La vita cristiana comincia con la disponibilità a stabilire nuove relazioni, a coinvolgersi personalmente, imparando uno stile diverso attraverso lo sguardo, la percezione, l’imitazione. Andrea incontra suo fratello Simone e gli racconta del suo incontro con Gesù, e lo porta da lui. Non si tratta della scoperta di un’idea, ma di una persona che lo ha entusiasmato, per breve che sia stato l’incontro, al punto da fargli esclamare: «Abbiamo trovato il Messia!». Andrea neppure immagina cosa significa, eppure ha percepito la verità di Gesù, ma la imparerà, insieme con altri, lungo il cammino della sequela.

Il racconto di questo invito a diventare amici di Gesù ci insegna che il credente non va alla ricerca di una teoria da applicare, di una dottrina cui obbedire, ma di una persona che ti ama e ti insegna ad amare con la sua vita.
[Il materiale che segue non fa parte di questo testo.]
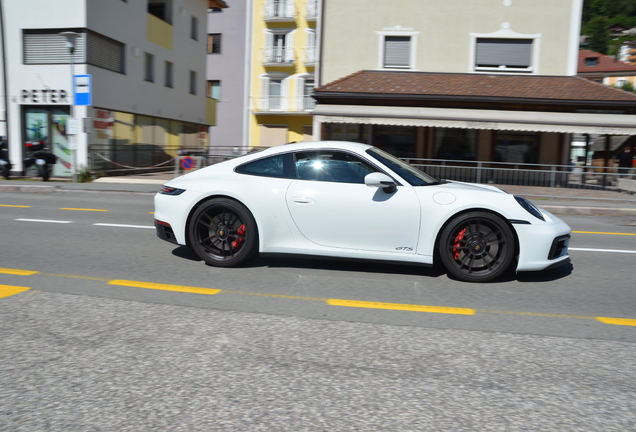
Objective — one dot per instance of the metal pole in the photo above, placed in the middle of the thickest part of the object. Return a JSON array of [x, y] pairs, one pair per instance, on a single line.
[[74, 137]]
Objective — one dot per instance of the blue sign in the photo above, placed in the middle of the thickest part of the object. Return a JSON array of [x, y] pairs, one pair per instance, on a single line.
[[83, 90], [187, 163]]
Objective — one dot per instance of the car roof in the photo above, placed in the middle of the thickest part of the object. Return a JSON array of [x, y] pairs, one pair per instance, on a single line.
[[311, 145]]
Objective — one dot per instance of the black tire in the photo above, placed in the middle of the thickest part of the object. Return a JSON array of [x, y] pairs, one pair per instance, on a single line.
[[477, 247], [44, 171], [223, 233]]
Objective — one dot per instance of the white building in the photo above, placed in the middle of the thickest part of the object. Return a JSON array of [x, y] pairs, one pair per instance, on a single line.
[[146, 60]]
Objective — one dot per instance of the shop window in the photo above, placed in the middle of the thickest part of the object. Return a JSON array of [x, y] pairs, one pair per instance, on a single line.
[[397, 140], [517, 147], [455, 144]]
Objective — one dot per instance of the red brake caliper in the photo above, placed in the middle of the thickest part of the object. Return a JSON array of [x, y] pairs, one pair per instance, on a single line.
[[236, 244], [456, 243]]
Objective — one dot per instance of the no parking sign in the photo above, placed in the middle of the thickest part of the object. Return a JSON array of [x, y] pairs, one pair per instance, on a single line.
[[187, 163]]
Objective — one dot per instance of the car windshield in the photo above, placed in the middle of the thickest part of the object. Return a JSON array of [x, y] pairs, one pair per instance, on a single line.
[[411, 174]]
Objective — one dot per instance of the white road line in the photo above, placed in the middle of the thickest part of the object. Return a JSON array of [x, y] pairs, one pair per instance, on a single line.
[[43, 220], [601, 250], [126, 226]]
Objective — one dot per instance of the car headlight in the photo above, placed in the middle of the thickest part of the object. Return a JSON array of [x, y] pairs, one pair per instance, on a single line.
[[167, 190], [530, 208]]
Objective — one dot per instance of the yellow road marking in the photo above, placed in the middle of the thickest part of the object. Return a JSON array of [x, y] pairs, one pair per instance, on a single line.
[[593, 232], [9, 290], [617, 321], [18, 272], [149, 285], [83, 209], [397, 306]]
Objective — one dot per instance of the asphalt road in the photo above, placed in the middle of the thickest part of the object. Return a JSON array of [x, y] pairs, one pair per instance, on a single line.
[[150, 338]]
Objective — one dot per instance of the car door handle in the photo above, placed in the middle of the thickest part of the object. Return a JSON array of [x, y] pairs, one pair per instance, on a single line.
[[303, 200]]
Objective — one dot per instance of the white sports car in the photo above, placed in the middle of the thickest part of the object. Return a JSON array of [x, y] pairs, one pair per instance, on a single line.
[[349, 200]]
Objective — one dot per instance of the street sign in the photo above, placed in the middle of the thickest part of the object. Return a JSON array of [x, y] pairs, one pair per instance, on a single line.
[[187, 163], [83, 90]]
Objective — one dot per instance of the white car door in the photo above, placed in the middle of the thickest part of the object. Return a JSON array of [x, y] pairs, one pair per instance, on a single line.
[[331, 205]]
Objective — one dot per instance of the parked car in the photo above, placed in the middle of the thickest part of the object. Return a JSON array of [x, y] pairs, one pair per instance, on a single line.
[[350, 200]]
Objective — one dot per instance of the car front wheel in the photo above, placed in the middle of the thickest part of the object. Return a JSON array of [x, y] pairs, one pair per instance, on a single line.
[[477, 247], [223, 233]]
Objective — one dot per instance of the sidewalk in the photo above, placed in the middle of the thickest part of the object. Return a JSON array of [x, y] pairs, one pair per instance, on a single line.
[[562, 201]]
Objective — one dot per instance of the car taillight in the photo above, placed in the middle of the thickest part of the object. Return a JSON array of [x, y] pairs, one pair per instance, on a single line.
[[167, 190]]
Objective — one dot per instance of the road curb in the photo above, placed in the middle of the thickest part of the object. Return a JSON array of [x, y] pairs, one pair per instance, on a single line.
[[589, 211], [29, 188]]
I discepoli di Gesù lo hanno ascoltato a lungo, si sono lasciati imprimere nella memoria le sue parole – perciò le hanno custodite e ce le hanno trasmesse –, ma ciò che hanno sperimentato di lui e tra loro è stato molto di più. La stessa cosa avviene per noi, nel tempo della Chiesa: siamo chiamati a stare e a rimanere col Signore insieme gli altri, senza ridurre il Vangelo a teoria, per diventare corpo vivente che cresce nell’amore verso tutti.